OMAHA, Neb. – Omaha’s former Blackstone Hotel will reopen as the Kimpton Cottonwood Hotel in spring 2020. The hotel name pays homage to the Blackstone Hotel’s original Cottonwood Room bar, which featured a cottonwood tree emerging from the center of the expansive circular bar. The Kimpton-branded hotel will be managed by Pivot Hotels & Resorts.
The Kimpton Cottonwood Hotel will have 205 guestrooms, including 15 suites, as well as a signature steakhouse and lounge, a classically French-inspired cafe, high tea served daily, a resort-style swimming pool, solarium, and over 13,500 square feet of indoor and outdoor meetings and events spaces, including two ballrooms. The eight-story building, a prime example of Second Renaissance Revival architecture, was declared an Omaha Landmark in 1983 and is listed on the National Register of Historic Places in 1985. Significant historical and design elements of the original hotel will be restored as part of the $75 million-dollar renovation.
The opening of the Kimpton Cottonwood Hotel is the latest development in the Blackstone District, where the hotel developers, principals of Clarity Development and GreenSlate Development, have been involved over the last seven years.
“It has been personally a very rewarding exercise to revive the Blackstone Hotel as the Kimpton Cottonwood Hotel,” said developer Thomas McLeay. “We are proud to introduce the property as an anchor in the community as we continue to pave the way in the revitalization of the district.”
Originally opened in 1916, the former Blackstone Hotel had a storied history and was a fixture within the Blackstone District. In its heyday, the hotel became a symbol of elegance and the crown jewel of Omaha. The hotel was not only a destination for the biggest celebrities and dignitaries at the time, such as Bob Hope, Jimmy Stewart, Ronald Reagan, John F. Kenned, and Eleanor Roosevelt, but was also the epicenter of the city’s social scene.
The Reuben sandwich was invented by Reuben Kulakofsky during a weekly poker game held at the hotel and the sandwich was later introduced to the world in 1925 on a hotel menu. The hotel also contributed to culinary history with the debut of butter brickle ice cream in the 1920s.

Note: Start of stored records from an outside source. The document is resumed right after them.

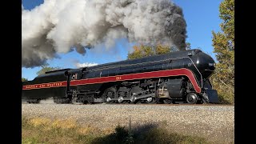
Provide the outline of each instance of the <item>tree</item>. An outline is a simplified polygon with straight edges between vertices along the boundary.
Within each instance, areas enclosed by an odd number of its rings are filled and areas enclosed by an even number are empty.
[[[166,45],[158,44],[155,46],[140,45],[134,46],[134,51],[128,54],[128,59],[140,58],[147,56],[170,53],[171,47]]]
[[[213,86],[218,90],[222,102],[234,103],[234,2],[224,0],[219,6],[222,32],[213,32],[214,53],[216,53]]]
[[[57,66],[57,67],[50,67],[50,66],[49,66],[49,64],[43,65],[41,67],[42,67],[42,69],[39,71],[37,72],[38,75],[44,74],[47,71],[52,71],[52,70],[57,70],[62,69],[61,67],[58,67],[58,66]]]
[[[22,78],[22,82],[27,82],[27,78]]]

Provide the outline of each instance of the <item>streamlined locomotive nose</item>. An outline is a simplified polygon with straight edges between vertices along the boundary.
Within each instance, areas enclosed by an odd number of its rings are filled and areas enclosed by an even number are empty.
[[[203,78],[208,78],[214,74],[215,62],[210,55],[202,52],[197,55],[194,61]]]

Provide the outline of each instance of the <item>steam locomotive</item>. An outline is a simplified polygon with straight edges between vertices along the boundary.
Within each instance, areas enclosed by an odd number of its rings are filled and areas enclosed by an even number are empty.
[[[46,72],[22,83],[29,103],[218,103],[214,61],[200,50]]]

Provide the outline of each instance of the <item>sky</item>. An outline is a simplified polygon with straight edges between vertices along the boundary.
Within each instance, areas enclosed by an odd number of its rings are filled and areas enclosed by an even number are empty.
[[[216,61],[214,47],[212,46],[212,31],[220,31],[218,6],[222,0],[173,0],[179,6],[184,14],[186,22],[187,38],[186,42],[191,44],[191,48],[201,48]],[[43,0],[22,0],[24,9],[31,10],[43,3]],[[75,64],[97,63],[103,64],[112,62],[126,60],[128,52],[131,50],[132,43],[127,39],[118,39],[114,49],[106,50],[94,48],[86,50],[84,55],[78,54],[75,50],[68,54],[59,54],[58,58],[47,61],[50,66],[61,68],[76,68]],[[41,67],[22,68],[22,78],[33,80],[37,76],[37,72]]]

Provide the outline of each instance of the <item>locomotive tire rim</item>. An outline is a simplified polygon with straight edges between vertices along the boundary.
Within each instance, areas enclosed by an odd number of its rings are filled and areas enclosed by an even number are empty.
[[[198,96],[196,94],[190,93],[186,95],[186,102],[194,104],[198,102]]]
[[[152,102],[152,100],[153,100],[152,98],[146,98],[146,101],[147,101],[147,102]]]

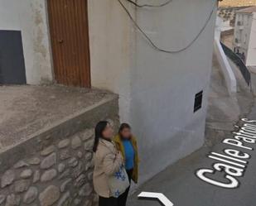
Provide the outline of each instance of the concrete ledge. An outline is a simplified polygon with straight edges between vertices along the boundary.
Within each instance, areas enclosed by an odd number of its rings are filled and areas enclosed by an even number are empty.
[[[0,173],[19,160],[31,156],[44,147],[74,135],[86,128],[94,127],[96,122],[104,119],[118,121],[118,98],[112,95],[108,98],[89,106],[80,112],[56,122],[30,135],[25,141],[5,147],[0,151]]]

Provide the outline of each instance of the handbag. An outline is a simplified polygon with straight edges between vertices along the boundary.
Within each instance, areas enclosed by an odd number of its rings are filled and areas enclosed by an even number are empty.
[[[109,177],[109,186],[110,189],[110,196],[118,198],[130,186],[128,174],[122,165],[118,171]]]

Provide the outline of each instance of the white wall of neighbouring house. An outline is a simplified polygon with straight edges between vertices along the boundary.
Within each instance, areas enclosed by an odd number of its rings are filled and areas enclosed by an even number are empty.
[[[22,31],[27,82],[52,81],[45,0],[1,0],[0,30]]]
[[[135,8],[122,1],[136,22],[161,48],[157,50],[134,28],[117,0],[89,0],[92,85],[120,95],[121,121],[138,137],[140,183],[204,143],[210,86],[215,0],[173,0],[158,8]],[[160,1],[139,1],[159,3]],[[196,93],[202,108],[194,112]]]
[[[256,12],[254,12],[252,15],[246,65],[256,65]]]

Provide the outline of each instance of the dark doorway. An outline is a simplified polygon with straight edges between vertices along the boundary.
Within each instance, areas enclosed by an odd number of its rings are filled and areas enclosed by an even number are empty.
[[[25,84],[22,33],[0,30],[0,84]]]
[[[55,79],[90,87],[87,0],[48,0]]]

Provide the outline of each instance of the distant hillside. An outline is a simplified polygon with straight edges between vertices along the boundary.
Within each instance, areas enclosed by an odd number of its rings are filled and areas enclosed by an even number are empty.
[[[256,5],[256,0],[223,0],[220,2],[220,7],[244,7],[254,5]]]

“For over a century the Blackstone Hotel has been a fundamental part of Omaha’s cultural fabric, hosting countless family celebrations, weddings, and events honoring all of life’s milestones,” said Jay Lund, principal at GreenSlate Development. “This rebirth represents a renewal of the Blackstone’s historic role in Omaha and a continuation of its great legacy.”